Em nota oficial divulgada pelo Palácio do Planalto, Lula classificou a iniciativa como “arbitrária” e “sem qualquer base legal ou justificativa plausível”. Segundo ele, a medida representa uma violação dos princípios internacionais que regem as relações entre Estados soberanos.
— A tentativa de um governo estrangeiro de interferir no funcionamento do sistema judiciário de outro país é inadmissível e fere diretamente a soberania nacional — afirmou o presidente.
Lula reforçou seu apoio institucional aos integrantes do STF e destacou que pressões externas não irão abalar o compromisso das instituições brasileiras com a democracia e o Estado de Direito.
— Nenhuma intimidação, venha de onde vier, irá impedir as instituições brasileiras de cumprirem seu papel na proteção da democracia — completou.

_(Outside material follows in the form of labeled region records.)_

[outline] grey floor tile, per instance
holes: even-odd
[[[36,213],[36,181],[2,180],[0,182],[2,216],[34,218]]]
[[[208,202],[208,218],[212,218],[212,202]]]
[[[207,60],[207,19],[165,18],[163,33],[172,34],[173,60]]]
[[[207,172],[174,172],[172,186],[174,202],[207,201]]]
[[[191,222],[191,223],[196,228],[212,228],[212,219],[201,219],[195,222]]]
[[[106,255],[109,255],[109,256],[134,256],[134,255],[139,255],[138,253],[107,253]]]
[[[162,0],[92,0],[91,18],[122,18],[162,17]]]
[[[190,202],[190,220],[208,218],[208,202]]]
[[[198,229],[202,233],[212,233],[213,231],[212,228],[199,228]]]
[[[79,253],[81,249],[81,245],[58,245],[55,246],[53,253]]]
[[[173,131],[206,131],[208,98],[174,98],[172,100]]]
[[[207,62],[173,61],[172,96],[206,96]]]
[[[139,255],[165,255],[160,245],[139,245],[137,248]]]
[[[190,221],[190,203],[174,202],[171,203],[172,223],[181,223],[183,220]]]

As sanções foram anunciadas na noite de sexta-feira (18) pelo secretário de Estado norte-americano, Marco Rubio, e, embora mencionem “aliados na Corte”, não especificam os nomes de outros magistrados afetados. A decisão causou forte reação no meio jurídico e diplomático brasileiro, sendo vista como um gesto inédito de ingerência direta nos assuntos internos do país.
O Itamaraty ainda não se pronunciou oficialmente sobre o episódio, mas a expectativa é de que o governo brasileiro busque esclarecimentos formais junto à embaixada dos EUA nos próximos dias.